Mir deucht', daß sich ein Seufzer ihm entwand,

Als seinen Finger ich am Puls empfand.

 

Drauf hat er meine Verse mir gerühmt,

Der Narr. Er hieß sie »stolz« und »reich beblümt«.

 

»Die Ufnau«, sprach er, »wird durch Euch bekannt

Und noch von Kind und Kindeskind genannt.

 

Nicht einsam lebt Ihr auf dem Eiland hier,

Bevölkert mit Gedanken habt es Ihr!«

 

Ich dachte: Wie zu dir dein Name paßt!

Bombastus nennst du dich – und sprichst Bombast!

 

Ihm gab ich das Geleit bis an den Kahn,

Dann stieg den Hügel langsam ich hinan.

 

Es war ein goldner Morgen im August,

Das zweite Gras gedieh mit Kraß und Lust!

 

Die ganze dichte blühnde Wiese klang

Und wogt' und schwirrt' und flattert', zirpt' und sang.

 

Ich schritt in Halm und Blumen, überflammt

Von süßem Sonnenlicht – zum Tod verdammt!

 

Da warf ich in die duft'ge Wiese mich,

Verbarg das Haupt und weinte bitterlich

 

Und lange lag ich still im grünen Tal,

Mein eigen Bildnis oder Grabesmal.

LIII

 

Die Beichte

Hier schreit ich über meinem Grabe nun –

Hei Hutten, willst du deine Beichte tun?

 

's ist Christenbrauch. Ich schlage mir die Brust.

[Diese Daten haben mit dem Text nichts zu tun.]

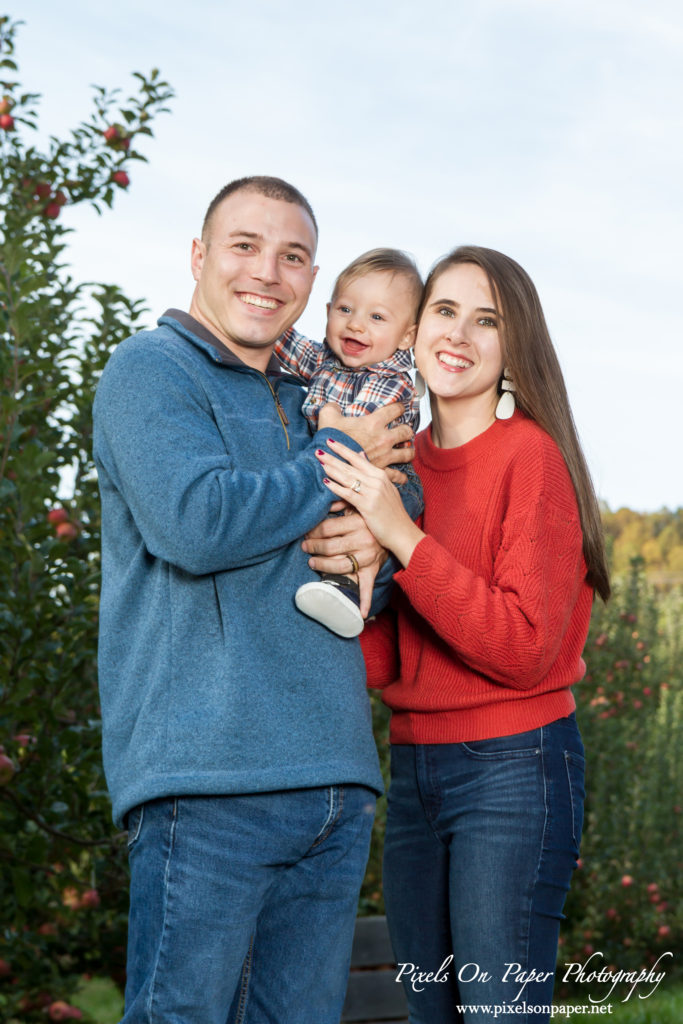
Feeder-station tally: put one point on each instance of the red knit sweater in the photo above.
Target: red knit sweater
(493, 610)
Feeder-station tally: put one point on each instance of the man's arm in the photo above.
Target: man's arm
(157, 443)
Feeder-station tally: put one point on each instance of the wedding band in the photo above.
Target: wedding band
(353, 561)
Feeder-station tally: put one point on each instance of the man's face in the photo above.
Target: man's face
(254, 271)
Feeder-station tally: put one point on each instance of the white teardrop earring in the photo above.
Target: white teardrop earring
(506, 403)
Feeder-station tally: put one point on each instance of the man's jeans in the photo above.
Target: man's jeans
(481, 842)
(243, 907)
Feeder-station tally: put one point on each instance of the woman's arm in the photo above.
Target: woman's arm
(509, 627)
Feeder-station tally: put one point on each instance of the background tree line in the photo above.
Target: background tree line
(62, 865)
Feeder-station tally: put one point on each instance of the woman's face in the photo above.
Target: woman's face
(458, 348)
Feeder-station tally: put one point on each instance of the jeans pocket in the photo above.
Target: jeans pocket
(575, 769)
(520, 744)
(134, 824)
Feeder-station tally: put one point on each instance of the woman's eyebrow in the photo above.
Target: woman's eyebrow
(455, 304)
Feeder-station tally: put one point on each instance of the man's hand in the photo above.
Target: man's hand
(373, 433)
(334, 540)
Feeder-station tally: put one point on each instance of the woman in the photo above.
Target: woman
(492, 611)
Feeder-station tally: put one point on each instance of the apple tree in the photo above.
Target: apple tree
(62, 867)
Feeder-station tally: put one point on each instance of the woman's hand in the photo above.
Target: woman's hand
(340, 543)
(372, 432)
(370, 491)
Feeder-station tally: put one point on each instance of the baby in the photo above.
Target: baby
(363, 364)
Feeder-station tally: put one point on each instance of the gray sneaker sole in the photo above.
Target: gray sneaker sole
(329, 606)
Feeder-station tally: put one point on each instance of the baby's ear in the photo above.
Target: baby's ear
(409, 338)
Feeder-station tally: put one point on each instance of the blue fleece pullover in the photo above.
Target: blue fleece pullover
(211, 681)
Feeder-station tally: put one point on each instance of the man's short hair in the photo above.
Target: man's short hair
(381, 261)
(264, 185)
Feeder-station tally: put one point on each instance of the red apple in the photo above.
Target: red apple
(6, 769)
(57, 515)
(60, 1011)
(24, 739)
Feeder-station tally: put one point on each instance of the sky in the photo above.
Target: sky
(551, 130)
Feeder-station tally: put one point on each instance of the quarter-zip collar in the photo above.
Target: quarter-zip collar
(193, 331)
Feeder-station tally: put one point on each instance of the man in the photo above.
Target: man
(237, 735)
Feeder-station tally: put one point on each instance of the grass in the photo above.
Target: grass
(100, 999)
(664, 1007)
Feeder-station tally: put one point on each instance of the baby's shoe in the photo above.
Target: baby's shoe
(334, 601)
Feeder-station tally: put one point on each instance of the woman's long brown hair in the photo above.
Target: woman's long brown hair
(540, 389)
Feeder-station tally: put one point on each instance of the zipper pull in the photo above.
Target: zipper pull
(281, 411)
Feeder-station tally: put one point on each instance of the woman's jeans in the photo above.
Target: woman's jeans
(243, 907)
(480, 845)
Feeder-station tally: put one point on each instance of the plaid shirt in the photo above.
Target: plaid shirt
(356, 390)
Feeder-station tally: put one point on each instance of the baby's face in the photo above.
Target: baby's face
(370, 317)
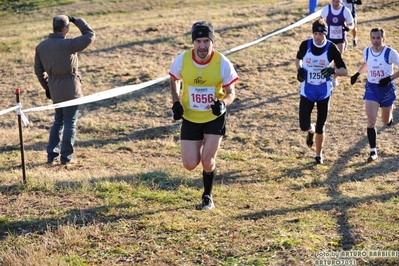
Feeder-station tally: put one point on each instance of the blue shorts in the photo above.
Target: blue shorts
(385, 96)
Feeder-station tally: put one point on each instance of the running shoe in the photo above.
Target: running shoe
(207, 203)
(310, 139)
(318, 159)
(373, 157)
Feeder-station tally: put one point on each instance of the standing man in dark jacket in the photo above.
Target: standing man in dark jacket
(56, 67)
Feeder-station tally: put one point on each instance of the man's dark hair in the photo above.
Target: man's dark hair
(377, 30)
(60, 22)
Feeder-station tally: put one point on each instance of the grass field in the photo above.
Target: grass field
(129, 201)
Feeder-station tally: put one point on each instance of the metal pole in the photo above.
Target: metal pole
(21, 139)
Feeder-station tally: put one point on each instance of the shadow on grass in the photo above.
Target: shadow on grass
(339, 202)
(79, 217)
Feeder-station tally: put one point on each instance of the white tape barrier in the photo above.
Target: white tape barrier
(100, 95)
(17, 107)
(296, 24)
(127, 89)
(9, 110)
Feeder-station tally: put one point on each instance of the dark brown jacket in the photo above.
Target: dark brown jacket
(56, 62)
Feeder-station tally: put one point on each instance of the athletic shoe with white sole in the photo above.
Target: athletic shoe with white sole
(318, 159)
(373, 157)
(207, 203)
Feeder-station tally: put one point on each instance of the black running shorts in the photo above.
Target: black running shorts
(196, 131)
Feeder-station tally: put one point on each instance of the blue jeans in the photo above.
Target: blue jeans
(64, 125)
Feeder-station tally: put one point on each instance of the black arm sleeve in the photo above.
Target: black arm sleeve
(334, 55)
(302, 50)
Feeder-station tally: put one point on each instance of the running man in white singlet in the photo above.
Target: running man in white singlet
(206, 80)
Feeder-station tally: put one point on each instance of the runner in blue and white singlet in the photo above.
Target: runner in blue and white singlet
(380, 91)
(314, 62)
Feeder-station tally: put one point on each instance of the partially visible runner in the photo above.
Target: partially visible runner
(380, 91)
(313, 62)
(351, 5)
(339, 21)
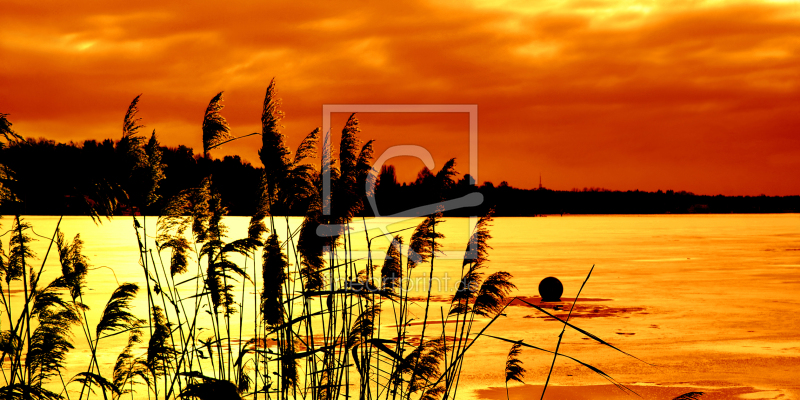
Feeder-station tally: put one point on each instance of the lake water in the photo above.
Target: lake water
(710, 300)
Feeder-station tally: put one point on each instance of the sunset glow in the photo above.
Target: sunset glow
(700, 96)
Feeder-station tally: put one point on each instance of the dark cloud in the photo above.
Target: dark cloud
(624, 95)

Wer ist ein Mensch und ist nicht schuldbewußt?

 

Mich reut mein allzu spät erkanntes Amt!

Mich reut, daß mir zu schwach das Herz geflammt!

 

Mich reut, daß ich in meine Fehden trat –

Mit schärfren Streichen nicht und kühnrer Tat!

 

Mich reut die Stunde, die nicht Harnisch trug!

Mich reut der Tag, der keine Wunde schlug!

 

Mich reut – ich streu mir Aschen auf das Haupt –

Daß nicht ich fester noch an Sieg geglaubt!

 

Mich reut, daß ich nur einmal bin gebannt!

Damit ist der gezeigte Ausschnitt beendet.